No Brasil, um estudo do Unicef em parceria com o Centro de Estudos e Pesquisas em Educação, Cultura e Ação Comunitária (Cenpec Educação) revelou que, em novembro de 2020, cerca de 5 milhões de brasileiros ficaram sem aulas. A maior parcela (41%) é de crianças de 6 a 10 anos; a segunda faixa etária mais afetada (31,2%) corresponde aos jovens de 15 a 17 anos e a terceira (27,8%) equivale aos adolescentes de 11 a 14 anos. Com isso, o País pode retroceder duas décadas no acesso à educação.

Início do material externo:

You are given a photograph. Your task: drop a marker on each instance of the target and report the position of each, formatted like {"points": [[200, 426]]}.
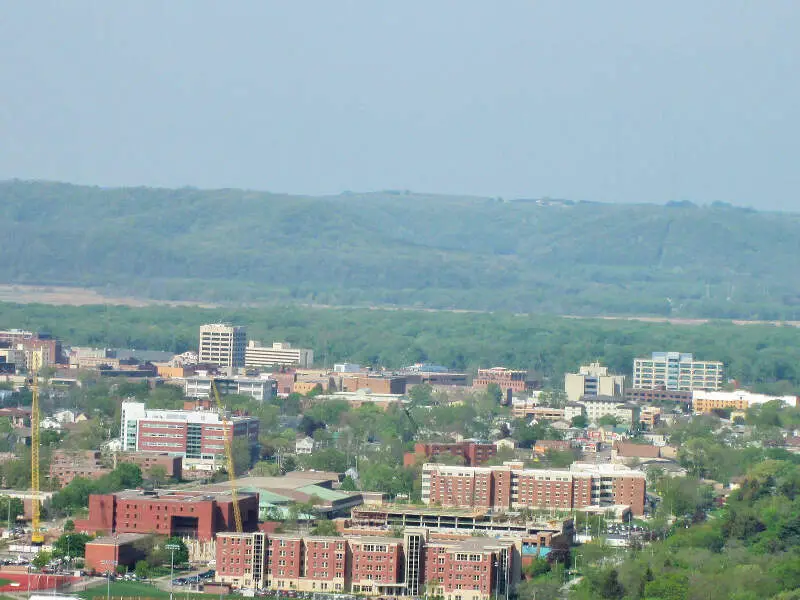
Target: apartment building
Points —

De acordo com a Organização para a Cooperação e Desenvolvimento Econômico (OCDE), a interrupção das atividades escolares poderá ter reflexos até o final do século, levando a uma perda ao longo do período de 1,5% na economia global.

Impactos negativos
A consequência imediata do fechamento das escolas é o atraso no aprendizado. Além das lacunas em português, matemática, história, geografia e outras matérias básicas, a alfabetização foi comprometida. De um lado estão as crianças com dificuldade de aprender e de outro os professores, que muitas vezes improvisam o ensino remoto. Há ainda os pais que tentam equilibrar o trabalho e o apoio aos filhos que estão em casa.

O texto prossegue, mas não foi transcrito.